A novel applied climate classification method for assessing atmospheric influence on anomalous coastal water levels

Abstract

AbstractClimate classification is a commonly used tool to simplify, visualize and make sense of an otherwise unwieldy amount of climate data in applied climate science research. Typically, these classifications have stemmed from one of two perspectives, either a circulation‐to‐environment (C2E) approach, or an environment‐to‐circulation approach (E2C), each with advantages and drawbacks. This research discusses a novel environment‐to‐circulation‐to‐environment (ECE) perspective to applied climate classification, and develops a specific ECE methodology that utilizes canonical correlation and discriminant analysis—the CANDECE method. The benefits of the ECE approach generally, and the CANDECE methodology specifically, are demonstrated in applying climate classification to aid in modelling anomalous water levels (AWLs) along portions of the East and West coasts of the United States.
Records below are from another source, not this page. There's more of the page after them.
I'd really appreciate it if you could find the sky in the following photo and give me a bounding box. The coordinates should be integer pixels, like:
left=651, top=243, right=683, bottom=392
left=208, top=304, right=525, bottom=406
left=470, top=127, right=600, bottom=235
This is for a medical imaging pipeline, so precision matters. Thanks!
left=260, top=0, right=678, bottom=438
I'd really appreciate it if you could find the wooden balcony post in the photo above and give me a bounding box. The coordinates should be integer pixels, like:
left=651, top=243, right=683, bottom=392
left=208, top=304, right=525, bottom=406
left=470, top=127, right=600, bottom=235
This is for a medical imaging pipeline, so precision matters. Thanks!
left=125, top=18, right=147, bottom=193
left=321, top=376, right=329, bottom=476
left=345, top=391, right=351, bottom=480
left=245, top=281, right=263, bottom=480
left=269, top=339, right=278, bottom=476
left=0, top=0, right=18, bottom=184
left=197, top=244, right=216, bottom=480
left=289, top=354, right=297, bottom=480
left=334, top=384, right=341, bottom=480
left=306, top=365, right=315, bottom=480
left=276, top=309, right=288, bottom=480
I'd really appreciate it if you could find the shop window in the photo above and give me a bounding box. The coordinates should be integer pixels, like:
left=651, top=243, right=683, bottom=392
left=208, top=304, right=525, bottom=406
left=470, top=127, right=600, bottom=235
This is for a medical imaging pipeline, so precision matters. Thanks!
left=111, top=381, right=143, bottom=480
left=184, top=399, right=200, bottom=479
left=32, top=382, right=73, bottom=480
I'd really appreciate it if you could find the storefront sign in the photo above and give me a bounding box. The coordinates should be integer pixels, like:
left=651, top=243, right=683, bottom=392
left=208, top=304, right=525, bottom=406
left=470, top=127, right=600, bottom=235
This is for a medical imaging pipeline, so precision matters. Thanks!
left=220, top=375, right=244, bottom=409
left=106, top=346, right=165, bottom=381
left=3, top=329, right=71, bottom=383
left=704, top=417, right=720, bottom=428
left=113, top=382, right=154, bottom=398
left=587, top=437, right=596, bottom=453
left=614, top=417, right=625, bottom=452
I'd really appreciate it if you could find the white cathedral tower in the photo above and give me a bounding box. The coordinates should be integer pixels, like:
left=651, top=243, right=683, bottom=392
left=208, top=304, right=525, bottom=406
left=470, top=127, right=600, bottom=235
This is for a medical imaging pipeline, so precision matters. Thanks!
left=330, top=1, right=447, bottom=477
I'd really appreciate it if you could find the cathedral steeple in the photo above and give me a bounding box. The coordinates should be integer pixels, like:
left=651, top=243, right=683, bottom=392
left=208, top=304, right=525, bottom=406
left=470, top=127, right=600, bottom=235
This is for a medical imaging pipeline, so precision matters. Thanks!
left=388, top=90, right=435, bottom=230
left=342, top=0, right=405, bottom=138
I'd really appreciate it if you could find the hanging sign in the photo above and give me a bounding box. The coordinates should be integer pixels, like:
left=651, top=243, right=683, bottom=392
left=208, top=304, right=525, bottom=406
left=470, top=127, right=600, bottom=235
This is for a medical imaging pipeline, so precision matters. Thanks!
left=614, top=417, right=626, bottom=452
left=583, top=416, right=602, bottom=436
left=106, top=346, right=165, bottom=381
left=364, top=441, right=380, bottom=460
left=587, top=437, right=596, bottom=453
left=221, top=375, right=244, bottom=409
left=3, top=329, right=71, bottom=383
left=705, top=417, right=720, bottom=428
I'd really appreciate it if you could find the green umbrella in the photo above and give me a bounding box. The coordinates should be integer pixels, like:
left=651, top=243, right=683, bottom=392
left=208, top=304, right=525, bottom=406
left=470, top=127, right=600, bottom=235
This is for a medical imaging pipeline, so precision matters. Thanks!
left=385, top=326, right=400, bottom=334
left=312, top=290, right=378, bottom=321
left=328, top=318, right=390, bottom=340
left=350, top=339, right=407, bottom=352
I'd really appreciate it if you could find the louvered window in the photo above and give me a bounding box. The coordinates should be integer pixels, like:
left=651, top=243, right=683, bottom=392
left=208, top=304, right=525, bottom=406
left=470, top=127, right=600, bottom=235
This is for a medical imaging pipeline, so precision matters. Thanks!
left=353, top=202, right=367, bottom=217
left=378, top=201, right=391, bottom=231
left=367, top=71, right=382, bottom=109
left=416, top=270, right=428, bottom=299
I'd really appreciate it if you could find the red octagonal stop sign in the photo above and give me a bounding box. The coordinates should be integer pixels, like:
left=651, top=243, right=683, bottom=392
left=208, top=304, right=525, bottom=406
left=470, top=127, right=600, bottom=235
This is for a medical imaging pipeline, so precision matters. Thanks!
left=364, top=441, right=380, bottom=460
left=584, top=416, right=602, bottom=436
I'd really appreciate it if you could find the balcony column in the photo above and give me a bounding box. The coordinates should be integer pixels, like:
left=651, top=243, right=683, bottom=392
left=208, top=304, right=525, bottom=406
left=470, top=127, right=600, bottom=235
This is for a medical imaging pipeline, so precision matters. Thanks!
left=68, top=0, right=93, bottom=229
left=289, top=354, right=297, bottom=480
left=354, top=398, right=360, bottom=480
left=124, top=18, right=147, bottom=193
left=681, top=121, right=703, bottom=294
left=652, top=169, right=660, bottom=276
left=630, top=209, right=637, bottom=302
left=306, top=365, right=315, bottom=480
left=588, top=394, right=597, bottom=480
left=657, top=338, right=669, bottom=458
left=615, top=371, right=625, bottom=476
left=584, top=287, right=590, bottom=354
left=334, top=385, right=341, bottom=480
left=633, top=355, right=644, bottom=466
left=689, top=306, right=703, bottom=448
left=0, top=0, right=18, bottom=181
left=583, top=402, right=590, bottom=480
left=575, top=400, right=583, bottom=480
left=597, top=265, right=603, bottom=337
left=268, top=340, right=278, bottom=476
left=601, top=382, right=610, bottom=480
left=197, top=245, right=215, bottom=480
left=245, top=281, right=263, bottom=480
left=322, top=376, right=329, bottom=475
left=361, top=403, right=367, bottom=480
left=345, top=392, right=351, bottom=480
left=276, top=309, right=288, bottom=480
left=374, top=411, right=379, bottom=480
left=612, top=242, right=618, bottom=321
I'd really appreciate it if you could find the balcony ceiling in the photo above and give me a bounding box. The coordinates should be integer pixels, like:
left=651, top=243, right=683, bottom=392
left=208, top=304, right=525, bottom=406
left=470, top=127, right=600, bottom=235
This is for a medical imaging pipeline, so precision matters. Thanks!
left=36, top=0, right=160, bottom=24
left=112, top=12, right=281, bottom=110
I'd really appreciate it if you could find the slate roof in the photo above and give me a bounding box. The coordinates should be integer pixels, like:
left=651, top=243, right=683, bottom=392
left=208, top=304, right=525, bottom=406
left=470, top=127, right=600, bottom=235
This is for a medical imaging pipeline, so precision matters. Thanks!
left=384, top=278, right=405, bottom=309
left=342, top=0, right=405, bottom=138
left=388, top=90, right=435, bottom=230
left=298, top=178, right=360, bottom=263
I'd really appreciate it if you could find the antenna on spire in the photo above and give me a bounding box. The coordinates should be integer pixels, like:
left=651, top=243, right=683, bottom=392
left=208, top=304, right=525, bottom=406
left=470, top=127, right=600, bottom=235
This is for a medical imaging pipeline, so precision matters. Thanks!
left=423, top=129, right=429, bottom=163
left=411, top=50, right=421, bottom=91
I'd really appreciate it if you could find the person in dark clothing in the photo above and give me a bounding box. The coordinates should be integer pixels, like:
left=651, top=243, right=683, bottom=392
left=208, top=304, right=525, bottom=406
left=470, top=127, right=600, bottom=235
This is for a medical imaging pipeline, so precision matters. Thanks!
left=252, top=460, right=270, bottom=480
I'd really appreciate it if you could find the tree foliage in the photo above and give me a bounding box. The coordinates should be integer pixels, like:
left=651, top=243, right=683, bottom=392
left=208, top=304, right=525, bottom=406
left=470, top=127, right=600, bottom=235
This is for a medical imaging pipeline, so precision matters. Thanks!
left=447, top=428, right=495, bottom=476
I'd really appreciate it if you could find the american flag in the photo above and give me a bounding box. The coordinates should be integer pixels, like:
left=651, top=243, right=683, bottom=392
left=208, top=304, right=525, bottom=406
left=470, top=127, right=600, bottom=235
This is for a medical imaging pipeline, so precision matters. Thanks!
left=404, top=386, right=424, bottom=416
Results show that the CANDECE method performs better than two traditional classification methods (k‐means and self‐organizing maps [SOMs]) at relating AWLs to their broad‐scale atmospheric setups, especially with regard to both high and low extreme AWLs. It is further demonstrated that, compared with the West coast, the CANDECE method is particularly advantageous along the southeastern US coast, where the primary modes of atmospheric variability (which drive the classifications produced by SOMs and k‐means) do not align with the relevant circulation‐based factors driving AWL variability. While AWLs were utilized for demonstrating the ECE proof‐of‐concept herein, ECE and CANDECE are designed to be useful for any climate application.